Galatasaray’da önceki sezonlara oranla taraftarları en fazla heyecanlandıran farklılık, takımın oyunun her anında topu, gerçek anlamıyla, gevelemeden rakip kaleye indirme çabası ve daha da önemlisi bunda başarılı olması. Taraftarlar önceki sezon, oyun kurarken Taylan-Berkan-Cicaldau-Marcao-Muslera-Taylan, dikine pas denemesi ve pas hatası tablosunu o kadar fazla görmüştü ki, bu sezon bu yeni takım ve yarattığı dinamizmden etkilenmelerini normal karşılamak lazım. Tabii bununla beraber eksiklerden de bahsetmek gerekiyor. Buruk’un ilk olarak en fazla eğilmesi gereken konu, değişiklikler başladığı andan itibaren takımın bu dinamizmindeki düşüş. Yusuf, (Kerem her maç bu şekilde efektif olursa), Rashica, Mata gibi oyuncular takıma alıştıkça bu problemi bir nebze çözecekler, fakat bu ana kadar takımın belli bir sıkıntı yaşayacağı çok net olarak belli oluyor. Burada Gomis’in sahada olmadığı her an, arkadaki destek hattı ve sürekli içeri kıvrılan Yunus ve Kerem’le olan alışverişlerinin azaldığını da göz önüne almak lazım, bu anlamda Icardi’nin gelişi de bu zaafı belli oranda azaltacaktır.

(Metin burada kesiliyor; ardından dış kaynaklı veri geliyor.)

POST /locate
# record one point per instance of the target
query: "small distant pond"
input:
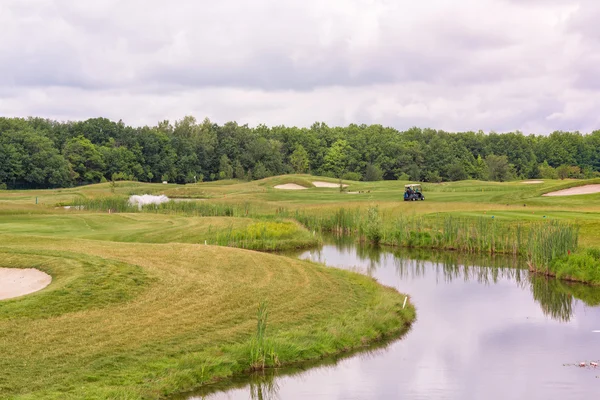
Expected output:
(485, 329)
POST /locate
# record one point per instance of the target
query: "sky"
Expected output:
(491, 65)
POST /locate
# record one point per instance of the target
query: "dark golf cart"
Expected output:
(413, 192)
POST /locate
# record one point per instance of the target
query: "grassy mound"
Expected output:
(248, 233)
(138, 320)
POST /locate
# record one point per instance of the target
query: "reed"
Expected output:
(540, 242)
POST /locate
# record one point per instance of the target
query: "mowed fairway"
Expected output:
(146, 319)
(140, 307)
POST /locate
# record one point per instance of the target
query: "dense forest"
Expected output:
(41, 153)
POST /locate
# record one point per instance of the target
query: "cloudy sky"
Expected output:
(496, 65)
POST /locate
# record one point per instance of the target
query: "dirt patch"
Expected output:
(289, 186)
(327, 184)
(15, 282)
(587, 189)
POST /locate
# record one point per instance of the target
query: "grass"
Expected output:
(581, 266)
(141, 308)
(188, 320)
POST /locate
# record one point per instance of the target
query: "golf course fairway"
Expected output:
(144, 320)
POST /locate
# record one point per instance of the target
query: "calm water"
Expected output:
(484, 331)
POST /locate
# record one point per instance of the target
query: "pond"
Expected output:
(485, 329)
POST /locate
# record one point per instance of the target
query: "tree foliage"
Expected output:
(40, 153)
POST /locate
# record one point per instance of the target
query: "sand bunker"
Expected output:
(587, 189)
(328, 184)
(15, 282)
(290, 186)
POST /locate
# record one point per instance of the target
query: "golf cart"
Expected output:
(413, 192)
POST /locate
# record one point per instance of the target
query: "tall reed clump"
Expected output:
(373, 231)
(541, 242)
(266, 236)
(261, 350)
(550, 240)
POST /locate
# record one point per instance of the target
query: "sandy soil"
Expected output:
(587, 189)
(289, 186)
(15, 282)
(327, 184)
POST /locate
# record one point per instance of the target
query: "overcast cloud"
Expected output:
(496, 65)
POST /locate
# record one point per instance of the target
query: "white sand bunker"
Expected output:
(147, 199)
(327, 184)
(290, 186)
(15, 282)
(587, 189)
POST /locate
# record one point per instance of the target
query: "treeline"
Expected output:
(41, 153)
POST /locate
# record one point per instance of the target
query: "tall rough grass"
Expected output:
(262, 350)
(266, 236)
(539, 242)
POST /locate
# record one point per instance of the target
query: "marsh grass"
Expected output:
(266, 236)
(540, 242)
(580, 266)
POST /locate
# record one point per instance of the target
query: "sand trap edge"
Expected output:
(578, 190)
(17, 282)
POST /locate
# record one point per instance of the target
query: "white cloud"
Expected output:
(476, 64)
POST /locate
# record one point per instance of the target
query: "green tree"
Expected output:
(480, 169)
(498, 167)
(299, 159)
(456, 172)
(563, 171)
(547, 172)
(260, 172)
(373, 173)
(85, 160)
(225, 168)
(336, 160)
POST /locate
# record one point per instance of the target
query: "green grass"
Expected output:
(140, 320)
(581, 266)
(140, 307)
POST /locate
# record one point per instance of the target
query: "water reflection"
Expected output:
(486, 328)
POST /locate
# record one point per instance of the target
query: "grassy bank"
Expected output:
(249, 233)
(141, 307)
(138, 320)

Gerek bu güzel tabloya rağmen, Galatasaray’ın maçın son anlarına, beraberliği önleme çabası ile girip yine bir gerilim yaşaması, gerek savunma hattında hala ikinci stoper konusundaki (hatta Nelsson devre arasında giderse her 2 stoper) şüpheler, hala akılları karıştıran şeyler, fakat net olarak, sarı-kırmızılıların son 2-3 yılda olmadığı kadar iyi durumda olduğunu söyleyebiliriz.